Any alterations often involve not only the beneficial owners but also the family office's decision-makers and even the next-in-line generation.
The portfolios were broadly diversified, with 35 per cent allocated to alternative investments and the rest in traditional assets, such as equities, fixed income and cash.
Cash allocations were on the high side, at 13 per cent, signalling the caution of some family offices.
Fixed-income exposure was low, at 17 per cent, in a world where interest rates were already close to zero or negative in some countries.
The highest strategic asset allocation weighting ahead of the crisis was in equities, at 29 per cent.
While around 65 per cent of family offices say that their mid-term view has not changed, most are seeking to make tactical changes to their portfolios in response to the macro-economic and market shifts due to the coronavirus pandemic and the subsequent global recession, the report said.
Eyeing dislocations and market opportunities, 45 per cent of respondents said that they were planning to raise their allocations in real estate.
A similar percentage aim to raise allocations in developed market equities.
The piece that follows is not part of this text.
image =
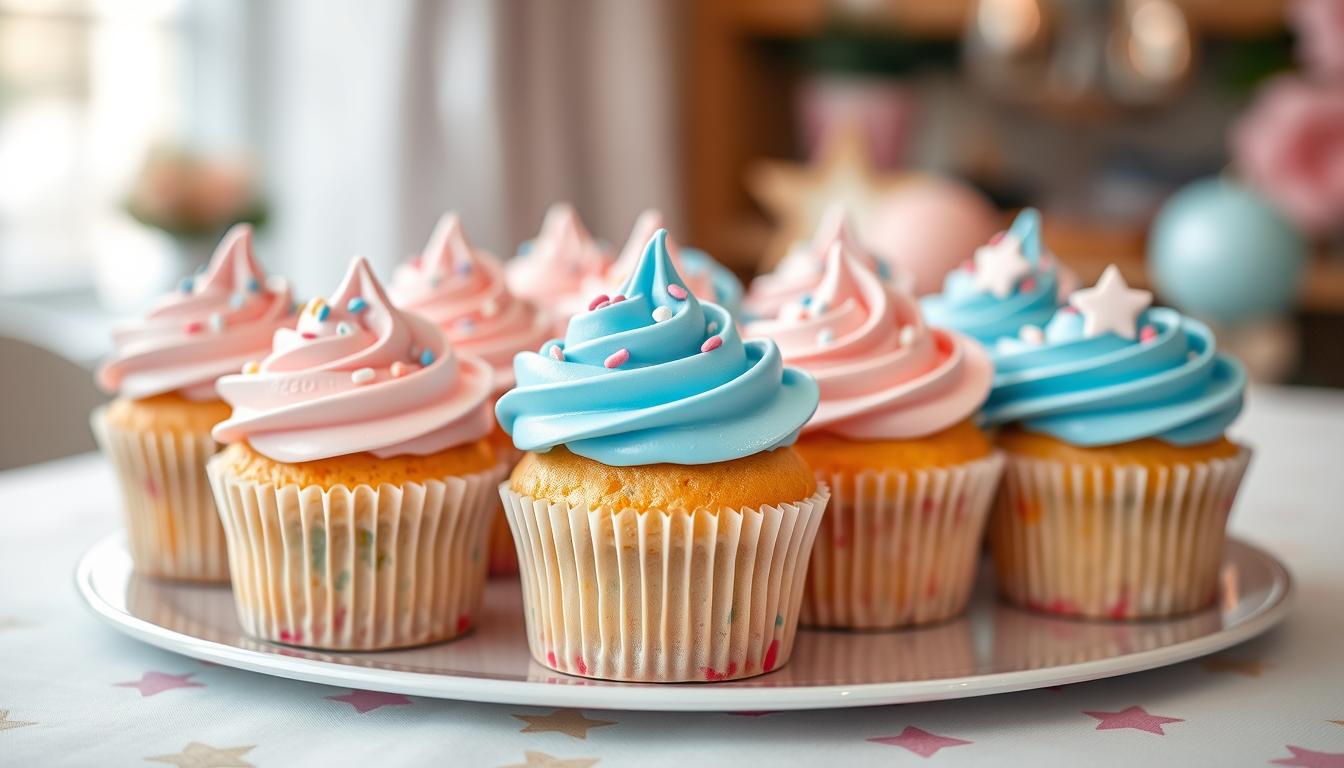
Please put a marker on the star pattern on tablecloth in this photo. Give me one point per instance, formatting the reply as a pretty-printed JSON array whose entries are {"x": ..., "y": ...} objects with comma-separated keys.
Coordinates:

Mr Mahesh said that family offices in Asia will continue to focus on their long-term objectives of wealth preservation while keeping agile enough to take advantage of opportunities that may arise.
Over the years, such offices have shown a strong preference to allocate their investments to private markets, such as private equity and direct investments, as they offer greater control, he added.
"In line with many families' growth focus, information technology and healthcare are the top two preferred sectors for their investments."